Unfortunately, I see many people fail to consider total cost of ownership when buying a new computer – especially around Black Friday and Cyber Monday.
Big box stores advertisements scream that you can get a laptop for $180.
But as Time magazine reported in October 2012: “While the main supposed draw for Black Friday is good deals and ultra-low priced “door busters,”… pricing studies… highlighted the fact that Black Friday didn’t offer the best value for shoppers, especially when it comes to popular holiday purchases like electronics and toys.”
Did you notice the one key phrase in their statement? Didn’t offer the best value.
You can buy all sorts of items at low prices. But the real question is, are you getting something of value?

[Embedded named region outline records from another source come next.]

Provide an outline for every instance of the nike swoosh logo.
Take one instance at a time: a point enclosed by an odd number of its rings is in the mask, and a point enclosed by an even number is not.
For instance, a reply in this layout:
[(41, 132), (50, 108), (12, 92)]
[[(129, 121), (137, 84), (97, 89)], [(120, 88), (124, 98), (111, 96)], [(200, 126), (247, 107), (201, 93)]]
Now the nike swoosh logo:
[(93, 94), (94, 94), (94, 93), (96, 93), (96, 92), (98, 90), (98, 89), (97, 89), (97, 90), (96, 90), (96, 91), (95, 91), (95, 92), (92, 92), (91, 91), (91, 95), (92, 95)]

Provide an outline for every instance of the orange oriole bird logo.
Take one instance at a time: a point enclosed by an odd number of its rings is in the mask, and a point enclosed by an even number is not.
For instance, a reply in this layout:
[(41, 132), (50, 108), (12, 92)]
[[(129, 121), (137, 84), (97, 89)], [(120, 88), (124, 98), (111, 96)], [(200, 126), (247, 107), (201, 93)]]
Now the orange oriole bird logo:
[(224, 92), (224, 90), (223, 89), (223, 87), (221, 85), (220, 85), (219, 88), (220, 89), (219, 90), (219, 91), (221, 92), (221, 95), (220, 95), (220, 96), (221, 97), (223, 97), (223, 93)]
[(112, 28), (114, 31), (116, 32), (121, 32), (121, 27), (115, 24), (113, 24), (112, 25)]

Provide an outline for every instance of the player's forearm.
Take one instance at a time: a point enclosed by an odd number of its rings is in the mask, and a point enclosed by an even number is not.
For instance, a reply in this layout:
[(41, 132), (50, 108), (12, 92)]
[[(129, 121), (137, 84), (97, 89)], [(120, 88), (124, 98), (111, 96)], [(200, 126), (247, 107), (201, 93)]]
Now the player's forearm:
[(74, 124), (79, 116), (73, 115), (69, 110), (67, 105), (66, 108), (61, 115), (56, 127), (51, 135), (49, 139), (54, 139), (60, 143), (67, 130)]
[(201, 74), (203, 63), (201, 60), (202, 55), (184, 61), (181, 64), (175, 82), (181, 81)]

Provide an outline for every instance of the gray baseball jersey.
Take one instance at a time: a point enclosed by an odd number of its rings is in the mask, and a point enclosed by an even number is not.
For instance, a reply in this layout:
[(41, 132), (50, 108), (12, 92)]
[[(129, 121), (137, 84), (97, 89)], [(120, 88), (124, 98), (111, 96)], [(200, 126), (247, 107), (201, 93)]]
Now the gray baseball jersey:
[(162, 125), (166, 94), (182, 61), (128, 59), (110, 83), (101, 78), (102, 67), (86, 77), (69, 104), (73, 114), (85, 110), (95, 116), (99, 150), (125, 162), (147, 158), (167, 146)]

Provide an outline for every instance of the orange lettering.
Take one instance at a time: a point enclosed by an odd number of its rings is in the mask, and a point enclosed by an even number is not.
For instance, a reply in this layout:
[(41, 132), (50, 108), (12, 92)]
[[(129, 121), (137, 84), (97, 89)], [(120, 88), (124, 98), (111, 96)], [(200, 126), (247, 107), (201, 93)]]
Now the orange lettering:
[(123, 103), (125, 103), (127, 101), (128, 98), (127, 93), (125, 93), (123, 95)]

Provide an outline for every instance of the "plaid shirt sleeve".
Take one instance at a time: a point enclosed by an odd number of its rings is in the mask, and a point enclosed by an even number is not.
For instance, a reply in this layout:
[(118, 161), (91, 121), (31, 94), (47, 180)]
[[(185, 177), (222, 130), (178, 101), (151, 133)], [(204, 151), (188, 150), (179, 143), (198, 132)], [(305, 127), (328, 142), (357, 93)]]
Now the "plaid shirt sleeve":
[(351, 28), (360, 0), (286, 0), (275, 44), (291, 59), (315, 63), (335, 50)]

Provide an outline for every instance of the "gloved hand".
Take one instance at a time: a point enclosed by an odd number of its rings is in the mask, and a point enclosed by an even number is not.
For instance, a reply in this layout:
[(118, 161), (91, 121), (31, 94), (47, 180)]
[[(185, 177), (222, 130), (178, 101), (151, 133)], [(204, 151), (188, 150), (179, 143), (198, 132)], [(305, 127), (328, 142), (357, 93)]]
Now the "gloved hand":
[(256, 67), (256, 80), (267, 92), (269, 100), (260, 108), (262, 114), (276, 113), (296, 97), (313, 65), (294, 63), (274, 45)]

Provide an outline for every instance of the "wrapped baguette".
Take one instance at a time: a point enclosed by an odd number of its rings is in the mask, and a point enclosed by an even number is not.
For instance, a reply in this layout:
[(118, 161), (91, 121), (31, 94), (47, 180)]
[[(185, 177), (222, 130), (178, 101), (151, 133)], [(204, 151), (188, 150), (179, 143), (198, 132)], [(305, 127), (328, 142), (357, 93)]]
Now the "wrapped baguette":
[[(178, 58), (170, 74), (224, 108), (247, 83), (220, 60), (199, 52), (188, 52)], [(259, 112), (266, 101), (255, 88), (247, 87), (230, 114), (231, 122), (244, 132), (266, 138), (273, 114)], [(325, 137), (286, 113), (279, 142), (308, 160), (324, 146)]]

Answer this question honestly: Do you seriously think you’re buying a quality, long-lasting laptop when it’s priced at only $180?
The only way manufacturers and retailers can offer these computers at such ridiculously low prices is because 1) they’re made with lower-quality components that have a higher failure rate and 2) they’re subsidized by software companies that load up the computer with junk programs that slow the computer down by as much as 40%.
I’ve seen plenty of these cheap computers (desktops and laptops) come into our shop just a few months after they were purchased.
They have problems like:
- the hard drive had crashed (thus causing the user to lose all their data files) or
- the computer wouldn’t power on because the motherboard died or the power supply had failed.
When you buy one of these cheap computers on Black Friday or Cyber Monday, you’re throwing your hard-earned money away.
You save a few bucks now, but end up spending way more in the end – either paying for repairs or having to buy another, usually more expensive, computer to replace the cheap one.
A second reason to avoid the Black Friday/Cyber Monday computer specials is because all of the PCs at the big box retailers will come with Windows 10.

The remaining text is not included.